There are still situations of soft penalties but these persist everywhere prompting FIFA to introduce the not so successful VAR during the last World Cup. The stadiums have not become spectator friendly but I have occasionally seen Enyimba Stadium in Aba, Sani Abacha Stadium in Kano and the Agege Stadium filled to capacity during league matches.

Most of our clubs are still owned by state governments and contrary to the expectations of the LMC but the groundwork for privatising these clubs have been laid.

I am not in anyway suggesting that the LMC does not have it’s drawbacks. Far from it, what I am celebrating is that for the first time we are on the path to revolutionising our club football.

It is to the credit of the LMC that all stakeholders agreed that Lobi Stars FC be adjudged winner of the 2018 NPFL after 24 matches. For the first time, we seem to be tackling issues relating to club football professionally.

There is still a lot to be done to make our football a money spinning venture capable of providing jobs for millions of our youths. But a foundation has been provided. Our clubs may not be doing well at the international level but that situation will change as it has in South Africa.

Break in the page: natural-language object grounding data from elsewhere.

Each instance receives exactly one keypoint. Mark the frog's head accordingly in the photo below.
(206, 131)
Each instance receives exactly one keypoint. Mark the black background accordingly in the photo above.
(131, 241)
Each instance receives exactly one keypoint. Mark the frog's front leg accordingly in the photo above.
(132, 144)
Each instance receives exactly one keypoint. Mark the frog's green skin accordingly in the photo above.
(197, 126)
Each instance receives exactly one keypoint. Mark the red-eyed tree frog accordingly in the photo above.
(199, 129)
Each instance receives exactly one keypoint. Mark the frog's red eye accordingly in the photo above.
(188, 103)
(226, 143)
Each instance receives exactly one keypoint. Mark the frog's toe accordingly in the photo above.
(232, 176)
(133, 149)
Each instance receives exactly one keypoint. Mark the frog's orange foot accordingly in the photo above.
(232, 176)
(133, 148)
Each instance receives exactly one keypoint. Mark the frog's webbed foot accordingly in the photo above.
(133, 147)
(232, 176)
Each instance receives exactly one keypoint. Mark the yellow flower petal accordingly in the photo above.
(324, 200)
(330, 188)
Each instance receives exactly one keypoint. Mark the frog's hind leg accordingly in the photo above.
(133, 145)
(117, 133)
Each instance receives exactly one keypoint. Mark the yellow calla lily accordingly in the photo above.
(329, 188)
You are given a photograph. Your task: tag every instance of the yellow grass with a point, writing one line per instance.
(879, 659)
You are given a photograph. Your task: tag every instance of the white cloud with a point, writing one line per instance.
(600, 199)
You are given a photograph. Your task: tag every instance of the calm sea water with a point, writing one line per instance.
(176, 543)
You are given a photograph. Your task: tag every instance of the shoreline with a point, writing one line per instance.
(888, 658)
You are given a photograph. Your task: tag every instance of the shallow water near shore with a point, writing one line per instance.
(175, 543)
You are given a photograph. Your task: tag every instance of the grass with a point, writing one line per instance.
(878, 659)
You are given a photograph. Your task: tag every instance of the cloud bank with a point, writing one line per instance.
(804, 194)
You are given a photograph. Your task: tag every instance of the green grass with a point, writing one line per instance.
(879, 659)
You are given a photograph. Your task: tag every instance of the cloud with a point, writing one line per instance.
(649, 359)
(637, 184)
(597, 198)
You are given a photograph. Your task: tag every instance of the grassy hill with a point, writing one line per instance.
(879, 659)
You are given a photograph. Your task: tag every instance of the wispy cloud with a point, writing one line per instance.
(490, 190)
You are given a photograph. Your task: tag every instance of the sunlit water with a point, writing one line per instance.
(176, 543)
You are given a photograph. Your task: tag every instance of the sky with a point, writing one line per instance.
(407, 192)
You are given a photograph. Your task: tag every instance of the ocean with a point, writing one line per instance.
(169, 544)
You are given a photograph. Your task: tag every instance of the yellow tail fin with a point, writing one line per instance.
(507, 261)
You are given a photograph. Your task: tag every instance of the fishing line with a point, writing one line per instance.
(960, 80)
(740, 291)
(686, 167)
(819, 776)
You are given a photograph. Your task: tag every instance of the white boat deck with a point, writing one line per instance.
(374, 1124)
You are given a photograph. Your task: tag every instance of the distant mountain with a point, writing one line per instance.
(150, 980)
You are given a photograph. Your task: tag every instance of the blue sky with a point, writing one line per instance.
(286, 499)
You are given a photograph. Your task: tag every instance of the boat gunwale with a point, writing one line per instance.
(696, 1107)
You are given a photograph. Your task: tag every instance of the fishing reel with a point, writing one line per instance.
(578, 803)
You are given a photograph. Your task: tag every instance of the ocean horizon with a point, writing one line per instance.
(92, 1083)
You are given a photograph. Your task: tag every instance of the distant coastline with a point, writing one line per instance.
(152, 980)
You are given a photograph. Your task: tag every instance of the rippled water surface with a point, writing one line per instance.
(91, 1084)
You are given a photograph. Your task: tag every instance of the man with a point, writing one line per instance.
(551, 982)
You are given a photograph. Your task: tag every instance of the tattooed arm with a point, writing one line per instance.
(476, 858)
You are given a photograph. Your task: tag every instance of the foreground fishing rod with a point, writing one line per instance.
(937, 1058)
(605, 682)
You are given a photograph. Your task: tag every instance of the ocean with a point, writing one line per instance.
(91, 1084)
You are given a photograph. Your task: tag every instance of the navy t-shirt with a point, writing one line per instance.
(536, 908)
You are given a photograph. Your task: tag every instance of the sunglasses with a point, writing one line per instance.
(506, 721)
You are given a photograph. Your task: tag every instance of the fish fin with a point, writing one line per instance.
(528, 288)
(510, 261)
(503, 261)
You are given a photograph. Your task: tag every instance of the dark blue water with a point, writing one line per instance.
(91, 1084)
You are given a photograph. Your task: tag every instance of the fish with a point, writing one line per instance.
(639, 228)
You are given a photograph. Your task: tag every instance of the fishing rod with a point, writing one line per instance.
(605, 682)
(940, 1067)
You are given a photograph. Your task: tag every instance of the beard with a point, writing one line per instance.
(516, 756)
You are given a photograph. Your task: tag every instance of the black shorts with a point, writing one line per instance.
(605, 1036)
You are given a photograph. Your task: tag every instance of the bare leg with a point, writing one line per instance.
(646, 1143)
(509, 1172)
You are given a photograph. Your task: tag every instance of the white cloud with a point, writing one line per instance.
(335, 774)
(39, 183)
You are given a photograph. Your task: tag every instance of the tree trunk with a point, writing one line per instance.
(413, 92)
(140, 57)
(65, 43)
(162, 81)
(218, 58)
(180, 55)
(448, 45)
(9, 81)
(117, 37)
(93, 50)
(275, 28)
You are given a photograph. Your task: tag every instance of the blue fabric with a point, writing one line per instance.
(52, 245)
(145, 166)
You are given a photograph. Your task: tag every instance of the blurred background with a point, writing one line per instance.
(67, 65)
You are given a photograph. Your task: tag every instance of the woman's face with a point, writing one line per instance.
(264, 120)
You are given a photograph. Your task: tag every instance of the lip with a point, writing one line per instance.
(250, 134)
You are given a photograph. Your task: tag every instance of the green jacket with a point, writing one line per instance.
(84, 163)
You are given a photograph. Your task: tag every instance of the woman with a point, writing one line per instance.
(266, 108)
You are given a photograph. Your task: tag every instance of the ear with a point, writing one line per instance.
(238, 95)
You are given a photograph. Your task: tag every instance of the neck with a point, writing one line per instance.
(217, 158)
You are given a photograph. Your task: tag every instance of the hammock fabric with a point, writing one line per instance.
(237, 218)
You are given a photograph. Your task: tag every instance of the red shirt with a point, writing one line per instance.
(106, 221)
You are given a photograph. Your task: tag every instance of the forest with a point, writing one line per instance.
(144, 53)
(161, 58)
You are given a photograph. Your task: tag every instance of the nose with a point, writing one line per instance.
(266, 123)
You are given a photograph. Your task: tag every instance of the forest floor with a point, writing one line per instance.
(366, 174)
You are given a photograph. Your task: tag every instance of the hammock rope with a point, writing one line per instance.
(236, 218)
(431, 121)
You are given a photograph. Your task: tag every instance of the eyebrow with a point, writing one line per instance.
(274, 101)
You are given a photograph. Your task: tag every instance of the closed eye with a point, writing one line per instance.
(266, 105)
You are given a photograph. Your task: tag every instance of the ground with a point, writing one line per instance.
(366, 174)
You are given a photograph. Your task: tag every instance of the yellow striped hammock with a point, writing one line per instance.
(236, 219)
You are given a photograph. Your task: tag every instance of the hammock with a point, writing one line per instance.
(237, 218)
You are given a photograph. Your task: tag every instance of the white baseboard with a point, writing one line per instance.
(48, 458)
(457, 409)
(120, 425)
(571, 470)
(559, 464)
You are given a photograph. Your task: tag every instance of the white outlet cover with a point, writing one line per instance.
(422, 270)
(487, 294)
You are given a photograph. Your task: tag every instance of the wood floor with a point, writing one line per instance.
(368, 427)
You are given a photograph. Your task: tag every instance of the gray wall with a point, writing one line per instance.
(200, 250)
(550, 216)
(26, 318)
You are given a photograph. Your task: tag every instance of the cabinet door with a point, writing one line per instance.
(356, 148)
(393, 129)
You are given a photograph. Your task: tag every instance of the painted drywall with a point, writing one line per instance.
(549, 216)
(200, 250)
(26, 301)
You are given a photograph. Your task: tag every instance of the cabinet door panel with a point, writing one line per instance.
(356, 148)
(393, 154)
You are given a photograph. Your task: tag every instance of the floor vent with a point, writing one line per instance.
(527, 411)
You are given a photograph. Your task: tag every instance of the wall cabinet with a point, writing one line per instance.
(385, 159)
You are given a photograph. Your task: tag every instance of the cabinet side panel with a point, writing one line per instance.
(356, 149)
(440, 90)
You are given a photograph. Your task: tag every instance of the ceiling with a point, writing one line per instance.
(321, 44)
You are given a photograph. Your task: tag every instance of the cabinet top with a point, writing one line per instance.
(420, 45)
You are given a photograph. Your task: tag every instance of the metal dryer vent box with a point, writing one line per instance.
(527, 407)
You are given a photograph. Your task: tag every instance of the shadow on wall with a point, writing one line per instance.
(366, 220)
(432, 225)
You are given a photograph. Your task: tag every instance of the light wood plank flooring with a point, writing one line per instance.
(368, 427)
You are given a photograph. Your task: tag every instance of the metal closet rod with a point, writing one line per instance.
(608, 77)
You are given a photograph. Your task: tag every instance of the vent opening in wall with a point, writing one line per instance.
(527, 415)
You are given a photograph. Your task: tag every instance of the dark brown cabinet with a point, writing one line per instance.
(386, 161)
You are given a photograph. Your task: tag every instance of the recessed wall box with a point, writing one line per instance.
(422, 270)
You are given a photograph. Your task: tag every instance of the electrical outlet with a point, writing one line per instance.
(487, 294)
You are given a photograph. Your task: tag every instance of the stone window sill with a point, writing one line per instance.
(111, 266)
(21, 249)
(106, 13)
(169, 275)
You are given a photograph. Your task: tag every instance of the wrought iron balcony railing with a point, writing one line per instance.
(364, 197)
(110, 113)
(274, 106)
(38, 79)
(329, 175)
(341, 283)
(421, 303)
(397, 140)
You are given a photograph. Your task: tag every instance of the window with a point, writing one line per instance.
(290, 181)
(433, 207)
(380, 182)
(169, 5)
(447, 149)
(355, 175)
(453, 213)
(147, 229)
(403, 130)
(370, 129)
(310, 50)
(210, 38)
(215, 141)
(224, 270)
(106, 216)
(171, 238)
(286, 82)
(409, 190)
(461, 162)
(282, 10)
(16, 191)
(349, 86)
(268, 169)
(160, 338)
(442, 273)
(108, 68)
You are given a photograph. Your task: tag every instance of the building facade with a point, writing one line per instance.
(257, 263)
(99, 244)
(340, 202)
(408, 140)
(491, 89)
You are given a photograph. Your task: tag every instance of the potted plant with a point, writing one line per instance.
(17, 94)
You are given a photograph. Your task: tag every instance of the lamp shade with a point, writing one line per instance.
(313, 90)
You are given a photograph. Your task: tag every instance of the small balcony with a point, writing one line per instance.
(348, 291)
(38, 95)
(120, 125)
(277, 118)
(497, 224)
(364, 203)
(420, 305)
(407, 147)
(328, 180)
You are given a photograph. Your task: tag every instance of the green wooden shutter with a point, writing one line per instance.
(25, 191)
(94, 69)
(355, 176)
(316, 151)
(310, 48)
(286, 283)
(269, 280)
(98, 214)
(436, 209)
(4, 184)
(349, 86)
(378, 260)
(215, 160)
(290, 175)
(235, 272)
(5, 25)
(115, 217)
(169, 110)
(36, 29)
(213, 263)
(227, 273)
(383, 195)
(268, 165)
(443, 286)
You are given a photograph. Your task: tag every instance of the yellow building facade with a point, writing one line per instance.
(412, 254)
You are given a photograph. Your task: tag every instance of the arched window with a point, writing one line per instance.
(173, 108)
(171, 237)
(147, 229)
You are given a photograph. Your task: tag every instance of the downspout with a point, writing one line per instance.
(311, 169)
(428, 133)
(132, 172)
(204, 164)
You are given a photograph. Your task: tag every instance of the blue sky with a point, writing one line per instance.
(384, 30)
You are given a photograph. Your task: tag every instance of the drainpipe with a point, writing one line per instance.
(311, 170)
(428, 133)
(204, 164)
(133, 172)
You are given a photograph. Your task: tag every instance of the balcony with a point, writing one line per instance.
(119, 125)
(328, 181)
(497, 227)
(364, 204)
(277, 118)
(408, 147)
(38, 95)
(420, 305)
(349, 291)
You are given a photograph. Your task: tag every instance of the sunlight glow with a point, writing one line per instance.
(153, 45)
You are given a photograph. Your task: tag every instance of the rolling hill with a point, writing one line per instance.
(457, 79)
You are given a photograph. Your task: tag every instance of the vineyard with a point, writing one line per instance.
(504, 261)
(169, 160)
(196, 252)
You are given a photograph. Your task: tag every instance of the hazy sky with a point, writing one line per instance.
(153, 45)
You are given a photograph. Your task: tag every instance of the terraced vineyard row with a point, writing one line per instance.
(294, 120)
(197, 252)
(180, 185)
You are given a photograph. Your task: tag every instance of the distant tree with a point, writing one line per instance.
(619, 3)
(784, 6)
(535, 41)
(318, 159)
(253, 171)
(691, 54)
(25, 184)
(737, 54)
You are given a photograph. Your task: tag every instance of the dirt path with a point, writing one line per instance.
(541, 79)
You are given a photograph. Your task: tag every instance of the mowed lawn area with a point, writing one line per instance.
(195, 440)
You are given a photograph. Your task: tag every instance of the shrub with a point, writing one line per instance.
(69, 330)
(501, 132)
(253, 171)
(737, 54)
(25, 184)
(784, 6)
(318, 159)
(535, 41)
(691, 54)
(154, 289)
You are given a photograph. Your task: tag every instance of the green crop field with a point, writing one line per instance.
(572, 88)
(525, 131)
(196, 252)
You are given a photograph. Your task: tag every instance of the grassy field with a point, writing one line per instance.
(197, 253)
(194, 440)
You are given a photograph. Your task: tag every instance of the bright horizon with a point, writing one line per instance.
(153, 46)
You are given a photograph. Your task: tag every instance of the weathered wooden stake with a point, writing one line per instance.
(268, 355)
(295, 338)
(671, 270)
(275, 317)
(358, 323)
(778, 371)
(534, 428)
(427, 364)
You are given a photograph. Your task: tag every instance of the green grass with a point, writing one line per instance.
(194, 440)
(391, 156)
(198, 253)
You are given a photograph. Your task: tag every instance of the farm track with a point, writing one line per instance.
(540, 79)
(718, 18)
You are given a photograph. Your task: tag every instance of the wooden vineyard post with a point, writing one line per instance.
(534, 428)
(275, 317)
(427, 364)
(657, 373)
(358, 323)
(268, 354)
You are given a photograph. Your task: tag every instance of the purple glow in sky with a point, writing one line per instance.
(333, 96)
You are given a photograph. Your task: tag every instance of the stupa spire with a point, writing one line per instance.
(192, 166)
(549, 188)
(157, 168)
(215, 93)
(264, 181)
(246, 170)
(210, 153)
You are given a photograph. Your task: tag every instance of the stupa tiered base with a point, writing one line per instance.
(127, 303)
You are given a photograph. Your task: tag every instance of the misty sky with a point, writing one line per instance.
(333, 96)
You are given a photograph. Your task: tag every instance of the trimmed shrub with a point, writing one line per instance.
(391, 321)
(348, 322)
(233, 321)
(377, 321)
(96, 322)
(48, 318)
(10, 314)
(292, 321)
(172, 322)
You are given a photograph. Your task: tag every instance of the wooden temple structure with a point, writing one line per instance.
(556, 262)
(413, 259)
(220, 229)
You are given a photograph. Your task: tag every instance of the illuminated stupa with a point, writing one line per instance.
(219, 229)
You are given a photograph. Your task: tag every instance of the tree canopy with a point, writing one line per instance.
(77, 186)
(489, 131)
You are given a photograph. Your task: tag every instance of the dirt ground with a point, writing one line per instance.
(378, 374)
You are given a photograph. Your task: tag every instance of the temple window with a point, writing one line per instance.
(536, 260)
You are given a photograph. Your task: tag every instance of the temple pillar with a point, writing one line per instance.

In the meantime, let’s give a thumbs up to the League Management Company which has done well to help our club football professionally. Perhaps we should also remember the visionary who is responsible for birthing this noble idea -Bolaji Abdullahi, a former Minister of Sports. Others like Aminu Maigari who stood up to be counted when it mattered most and Nduka Irabor who fought tirelessly and ruthlessly for what he believes in deserve plaudits. May the LMC continue to wax strong and achieve the goals for which it was set-up.